How to optimize jieba word segmentation to improve keyword extraction of scenic spot comments? When using jieba word segmentation to process scenic spot comment data, if the word segmentation results are ignored...

Tutorial on using gate.io mobile app: 1. For Android users, visit the official Gate.io website and download the Android installation package, you may need to allow the installation of applications from unknown sources in your mobile phone settings; 2. For iOS users, search "Gate.io" in the App Store to download.

The ranking of virtual currencies’ “oldest” is as follows: 1. Bitcoin (BTC), issued on January 3, 2009, is the first decentralized digital currency. 2. Litecoin (LTC), released on October 7, 2011, is known as the "lightweight version of Bitcoin". 3. Ripple (XRP), issued in 2011, is designed for cross-border payments. 4. Dogecoin (DOGE), issued on December 6, 2013, is a "meme coin" based on the Litecoin code. 5. Ethereum (ETH), released on July 30, 2015, is the first platform to support smart contracts. 6. Tether (USDT), issued in 2014, is the first stablecoin to be anchored to the US dollar 1:1. 7. ADA,

Top 10 recommended global virtual currency trading platforms in 2025, helping you to play the digital currency market!
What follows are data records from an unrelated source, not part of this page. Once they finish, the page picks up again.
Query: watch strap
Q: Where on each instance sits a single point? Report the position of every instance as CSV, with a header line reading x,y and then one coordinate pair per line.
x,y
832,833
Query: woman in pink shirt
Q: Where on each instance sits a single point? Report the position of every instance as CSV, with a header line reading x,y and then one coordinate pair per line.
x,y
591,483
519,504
This article will deeply analyze the core advantages and special features of ten top platforms including Binance, OKX, Gate.io, BitFlyer, KuCoin, Bybit, Coinbase Pro, Kraken, BYDFi and XBIT decentralized exchanges. Whether you are pursuing high liquidity and rich trading types, or focusing on safety, compliance and innovative functions, you can find a platform that suits you here. We will provide a comprehensive comparison of transaction types, security, special functions, etc. to help you choose the most suitable virtual currency trading platform and seize the opportunities of digital currency investment in 2025

This article introduces in detail the complete steps of logging in to the OKEx web version of Ouyi in detail, including preparation work (to ensure stable network connection and browser update), accessing the official website (to pay attention to the accuracy of the URL and avoid phishing website), finding the login entrance (click the "Login" button in the upper right corner of the homepage of the official website), entering the login information (email/mobile phone number and password, supporting verification code login), completing security verification (sliding verification, Google verification or SMS verification), and finally you can conduct digital asset trading after successfully logging in. A safe and convenient login process to ensure the safety of user assets.